Meta announces Voicebox, its generative AI model for audio

Voicebox AI Meta

Today, Meta has announced its latest generative AI model, following on the back of ImageBind is Voicebox, which is designed to help creators with its ability to perform speech generation tasks such as audio editing, sampling and stylising, even if it wasn't specifically trained to do so through in-context learning.

Meta touts that this new AI model will have benefits to many people around the world, and uses examples such as helping visually impaired people to hear written messages from friends in their voices, as well as allowing people to speak foreign languages in their own voices.

The AI model itself can produce both high-quality audio clips, and edit pre-recorded audio to remove unwanted disruptions such as car horns while preserving the content and style of the audio while being multilingual, producing speech in six languages. Future developments for the model include giving natural-sounding voices to visual assistants, or non-player characters during games in the metaverse.

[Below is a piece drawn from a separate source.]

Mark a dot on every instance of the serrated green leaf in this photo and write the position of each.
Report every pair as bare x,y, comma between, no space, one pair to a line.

Meta has also compared Voicebox to other audio AI models out there, specifically naming Vall-E and YourTTS as competitors, demonstrating that Voicebox is more advanced and outperforms both models when comparing Word error rates and Style similarity.

Voicebox AI

Voicebox has been built on a Flow Matching model, which is Meta's latest non-autoregressive generative model, which can learn highly non-deterministic mapping between text and speech, enabling Voicebox to learn from varied speech data without it having to be carefully labelled allowing the data to be more diverse and on a larger scale.

Voicebox has been trained on more than 50,000 hours of recorded speech and transcripts from public domain audiobooks in English, French, Spanish, German, Polish, and Portuguese so far, and it can also predict a speech segment when given the surrounding speech and the transcript of the segment.

Lastly, Meta goes on to comment that while the technology can bring in a new era of generative AI for speech, it could bring the potential for misuse and unintended harm.

In the research paper that Meta will be sharing about Voicebox, it will include detail on how it has built a highly effective classifier which can differentiate between authentic speech and Voicebox-generated speech.

Meta will not be making the AI program itself available for public use, nor will it be releasing the source code.